At the heart of the issue, says Fink-Samnick, is whether the case manager is adequately informed, credentialed, and trained.

Also key: “Does the case manager know they are ethically accountable to follow through in reporting abuse and exploitation?” she asks. “They are responsible for advocating on behalf of the patient in any situation with a physician, staff member, facility, or healthcare agency. Advocacy is the primary ethical tenet of a professional case manager.”

Workplace bullying can be endemic to the culture of an organization, especially in healthcare, says Fink-Samnick. “However, healthcare organizations are recognizing the impact on patient safety and care quality, as well as the dramatic toll it is taking on the workforce. Organizations can no longer afford the financial and human toll of this disruptor.”

On the personal level, Fink-Samnick is a fan of Eleanor Roosevelt, who said: “No one can make you feel inferior without your consent.” Fink-Samnick adds: “You don’t handle these situations initially through direct confrontation but by discussion.”

Fink-Samnick advises those targeted by bullying to follow these steps:

  • Perform a self-check to assess how you came across;
  • Approach the person who allegedly bullied, to check in. Perhaps he or she experienced a tough day, or are stressed.

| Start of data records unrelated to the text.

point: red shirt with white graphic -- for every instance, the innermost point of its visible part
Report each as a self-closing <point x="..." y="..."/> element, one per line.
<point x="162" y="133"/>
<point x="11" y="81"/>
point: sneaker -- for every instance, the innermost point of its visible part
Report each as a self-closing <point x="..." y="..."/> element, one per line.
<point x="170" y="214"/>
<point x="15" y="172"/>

She also recommends following these five steps:

  • Address the bullying behavior, perhaps with a witness;
  • Seek employer resolution (use all available resolution routes; e.g., leadership, human resources);
  • Consider filing a complaint with a credentialing body if no other resolution can be reached;
  • Seek an independent legal consultation;
  • Obtain an independent mental health consultation.

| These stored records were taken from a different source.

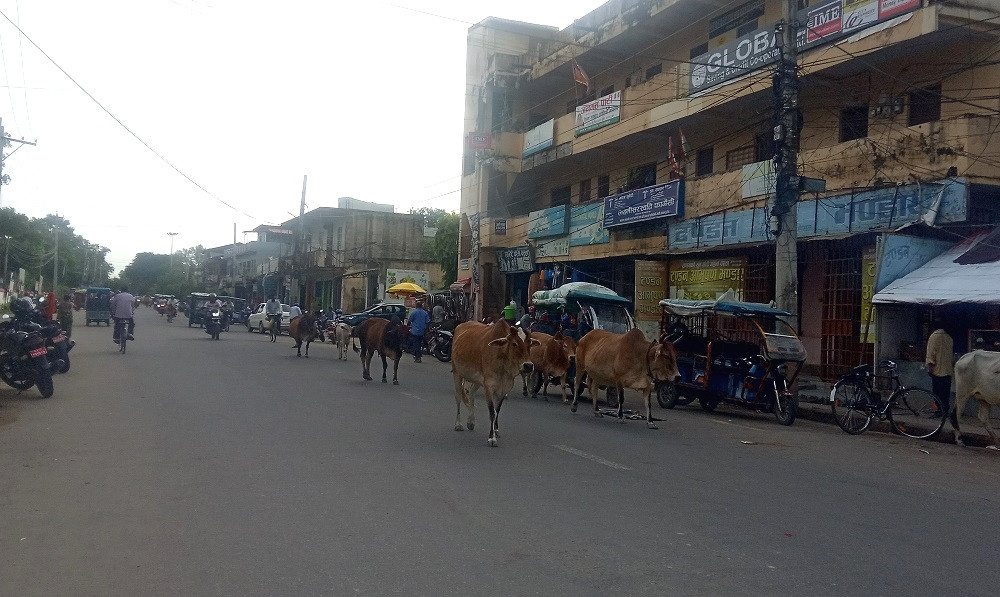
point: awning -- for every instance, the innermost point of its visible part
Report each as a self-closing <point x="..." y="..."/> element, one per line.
<point x="944" y="280"/>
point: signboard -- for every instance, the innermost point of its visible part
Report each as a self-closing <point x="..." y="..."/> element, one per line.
<point x="600" y="112"/>
<point x="824" y="23"/>
<point x="650" y="289"/>
<point x="398" y="276"/>
<point x="759" y="179"/>
<point x="586" y="225"/>
<point x="480" y="140"/>
<point x="867" y="332"/>
<point x="538" y="138"/>
<point x="877" y="209"/>
<point x="707" y="279"/>
<point x="641" y="205"/>
<point x="515" y="260"/>
<point x="553" y="221"/>
<point x="556" y="247"/>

Leadership training can help case managers cope with bullying, says Fink-Samnick, adding that many hospital leaders could benefit from training to change their bullying behaviors. “It’s part of a larger conversation, but too often, their negative behavior is their response to pressures they experience.”

REFERENCES

  1. Cooper W, Guillamondegui O, Hines J, et al. Use of unsolicited patient observations to identify surgeons with increased risk for postoperative complications. JAMA Surg 2017;152:522-529.
  2. The Joint Commission. Inadequate hand-off communication. Sentinel Event Alert 2017 Sep;1-6.